Zamówił 20 tysięcy komunikantów, wyszywany ręcznie ornat i religijne obrazki, ale rachunki kazał wysyłać na adres seminarium lub kardynała. 35-latek z Ząbkowic Śląskich wmawiał ludziom, że wkrótce zostanie księdzem i dzięki temu wyłudzał od nich pieniądze. Grozi mu do 8 lat więzienia.
- Funkcjonariusze uzyskali informacje, że 35-letni mieszkaniec Ząbkowic Śląskich oszukiwał ludzi. Opowiadał, że jest w ciężkiej sytuacji materialnej, a on sam i jego najbliżsi są ciężko chorzy - opowiada nadkom. Krzysztof Zaporowski z dolnośląskiej policji.

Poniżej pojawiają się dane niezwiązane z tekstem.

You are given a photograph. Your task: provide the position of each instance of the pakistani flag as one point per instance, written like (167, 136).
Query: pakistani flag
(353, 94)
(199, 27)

"Wmawiał, że zostanie księdzem"
Jak ustalili policjanci, kilka osób pożyczyło mężczyźnie pieniądze, których nie oddawał.
- W trakcie przeszukania mieszkania mężczyzny policjanci natknęli się na duże ilości książek, obrazków i kartek o tematyce religijnej. Dodatkowo w mieszkaniu było 20 tys. sztuk komunikantów - dodaje Zaporowski.
Według śledczych, mężczyzna okłamywał ludzi. Wmawiał im, że jest wykładowcą bądź studentem jednego z seminariów i wkrótce zostanie księdzem. Rzeczy znalezione w jego mieszkaniu miały uwiarygodnić te historie.
Faktura na kardynała
- Oczywiście za zamawiane książki, obrazki, czy wina mszalne mężczyzna nie miał zamiaru płacić. Artykuły te zamawiał w hurtowniach dewocjonaliów, a fakturę kazał przesyłać na seminarium, czy nawet imiennie na jednego z kardynałów. Jak ustalili policjanci mężczyzna zamówił też bardzo drogi ornat wyszywany ręcznie, za który również nie zapłacił - przyznaje policjant.
Kara za "posługę"
Dodatkowo mężczyzna miał wyłudzać kredyty w bankach posługując się nieaktualną umową o pracę. Rok temu miał też ukraść torebkę z dokumentami swojej ciotki, na które wziął pożyczkę.
- Teraz 35-latek przebywa w areszcie. Za swoje "posługi" będzie odpowiadał przed sądem. Za oszustwa, kradzież, poświadczenia nieprawdy i wyłudzenia grozi kara do 8 lat pozbawienia wolności - wyjaśnia Zaporowski.